Directed by PJ Hogan. Starring Toni Collette, Anthony LaPaglia, Liev Schreiber, Rebecca Gibney, Deborah Mailman, Kerry Fox 15A cert, general release, 115 min
FOR ABOUT 30 seconds, the latest film from PJ Hogan – working in Australia for the first time since Muriel’s Wedding – looks like it might prove to be an interesting piece of work. The camera flies past rugged mountains before locating a typical suburb and soaring down to frame a disturbed housewife. It seems Hogan is reminding us that this conventionally civilised nation scrubs its living in the midst of hostile wilderness.
Then Doris (Caroline Goodall) opens her arms and mouths along to one of Rogers Hammerstein’s most anthemic songs. No, it’s just a homage to the beginning of The Sound of Music.
Nearly 20 years have passed since Muriel’s Wedding. But Hogan still seems to believe that a camp singalong can solve all traumas. You want to find a new trick, mate.

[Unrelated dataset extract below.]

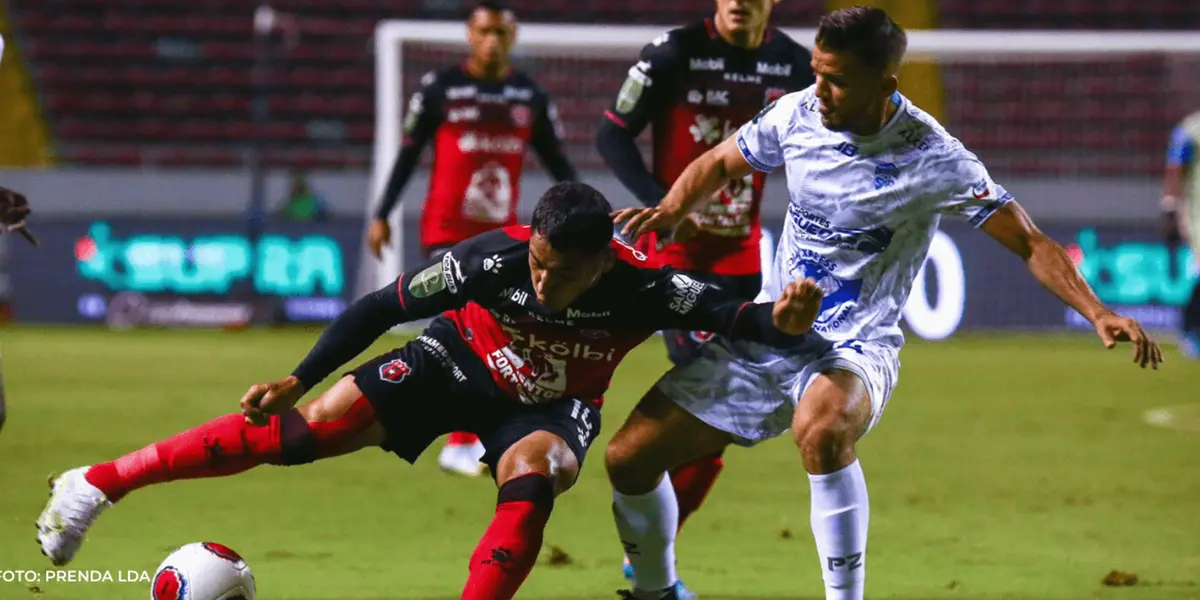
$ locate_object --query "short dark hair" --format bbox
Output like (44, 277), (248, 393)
(470, 0), (511, 14)
(817, 6), (908, 70)
(530, 181), (612, 256)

That lachrymose musical is not the only Julie Andrews film being referenced. Strains of schizophrenia and bipolarity run through Doris’s family. After toying with eccentricity, Doris has a complete breakdown and is carted off to the local mental institution, leaving her five daughters in a state of distress. Her uptight husband (Anthony LaPaglia), the mayor, employs Shaz (Toni Collette), a local hippie, to take care of the gang, but is quickly knocked sideways by her unconventional approach. Yes, it’s The Sound of Mary Poppins.
To be fair to Hogan, his heart is in the right place. The film looks like an honest attempt to address mental health issues through the medium of popular comedy. Hogan cares for the eccentrics. He has disdain for the glowering neighbours next door.
The film is, however, so relentlessly noisy, hysterically zippy and consistently disordered that it proves impossible to focus on the unfortunate characters. Give the poor girls a bit of space. Stop forcing them to sing Edelweiss. No wonder they’re feeling a bit under the weather.